Designing Practical Efficient Algorithms for Symmetric Multiprocessors
Abstract
Symmetric multiprocessors (SMPs) dominate the high-end server market and are
currently the primary candidate for constructing large scale multiprocessor
systems. Yet, the design of efficient parallel algorithms for this platform
currently poses several challenges. In this paper, we present a computational
model for designing efficient algorithms for symmetric multiprocessors. We
then use this model to create efficient solutions to two widely different
types of problems - linked list prefix computations and generalized sorting.
Our novel algorithm for prefix computations builds upon the sparse ruling set
approach of Reid-Miller and Blelloch.
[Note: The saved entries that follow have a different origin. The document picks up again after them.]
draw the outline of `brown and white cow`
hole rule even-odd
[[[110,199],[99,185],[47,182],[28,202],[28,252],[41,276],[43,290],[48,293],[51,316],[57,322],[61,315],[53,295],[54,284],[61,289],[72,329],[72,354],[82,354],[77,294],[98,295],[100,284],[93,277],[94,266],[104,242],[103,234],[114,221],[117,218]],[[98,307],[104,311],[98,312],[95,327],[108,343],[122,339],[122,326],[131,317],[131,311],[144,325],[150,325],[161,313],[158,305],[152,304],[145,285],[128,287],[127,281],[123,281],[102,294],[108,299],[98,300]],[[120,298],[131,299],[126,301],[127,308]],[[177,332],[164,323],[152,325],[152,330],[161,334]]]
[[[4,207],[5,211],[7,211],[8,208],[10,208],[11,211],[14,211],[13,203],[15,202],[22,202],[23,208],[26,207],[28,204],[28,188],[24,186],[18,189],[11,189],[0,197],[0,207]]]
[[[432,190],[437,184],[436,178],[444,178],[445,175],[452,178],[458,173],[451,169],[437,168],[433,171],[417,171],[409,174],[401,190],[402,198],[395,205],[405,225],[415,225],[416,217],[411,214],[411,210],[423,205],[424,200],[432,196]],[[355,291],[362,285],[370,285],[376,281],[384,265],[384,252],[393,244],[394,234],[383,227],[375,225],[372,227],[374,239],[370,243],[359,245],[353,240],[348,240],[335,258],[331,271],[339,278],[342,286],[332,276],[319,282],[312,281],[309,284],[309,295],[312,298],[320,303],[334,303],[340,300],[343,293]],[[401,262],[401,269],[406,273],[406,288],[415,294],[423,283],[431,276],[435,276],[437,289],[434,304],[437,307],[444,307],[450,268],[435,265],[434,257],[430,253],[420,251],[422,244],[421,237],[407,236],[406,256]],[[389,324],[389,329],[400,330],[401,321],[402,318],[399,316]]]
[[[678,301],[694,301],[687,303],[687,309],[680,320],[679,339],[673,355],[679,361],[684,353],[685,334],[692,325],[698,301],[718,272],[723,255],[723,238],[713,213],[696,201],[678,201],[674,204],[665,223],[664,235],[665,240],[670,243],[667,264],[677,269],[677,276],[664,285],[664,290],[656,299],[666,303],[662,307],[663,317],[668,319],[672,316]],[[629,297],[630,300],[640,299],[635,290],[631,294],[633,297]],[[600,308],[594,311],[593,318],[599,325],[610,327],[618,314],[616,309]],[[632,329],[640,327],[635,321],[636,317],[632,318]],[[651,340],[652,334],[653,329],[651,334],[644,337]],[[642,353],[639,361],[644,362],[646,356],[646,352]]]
Besides being somewhat simpler and
requiring nearly half the number of memory accesses, we can bound our
complexity with high probability instead of merely on average. Our algorithm
for generalized sorting is a modification of our algorithm for sorting by
regular sampling on distributed memory architectures. The algorithm is a
stable sort which appears to be asymptotically faster than any of the
published algorithms for SMPs. Both of our algorithms were implemented in C
using POSIX threads and run on three symmetric multiprocessors - the DEC
AlphaServer, the Silicon Graphics Power Challenge, and the HP-Convex Exemplar.
We ran our code for each algorithm using a variety of benchmarks which we
identified to examine the dependence of our algorithm on memory access
patterns. In spite of the fact that the processors must compete for access
to main memory, both algorithms still yielded scalable performance up to 16
processors, which was the largest platform available to us. For some
problems, our prefix computation algorithm actually matched or exceeded the
performance of the best sequential solution using only a single thread.
Similarly, our generalized sorting algorithm always beat the performance of
sequential merge sort by at least an order of magnitude, even with a single
thread. (Also cross-referenced as UMIACS-TR-98-44)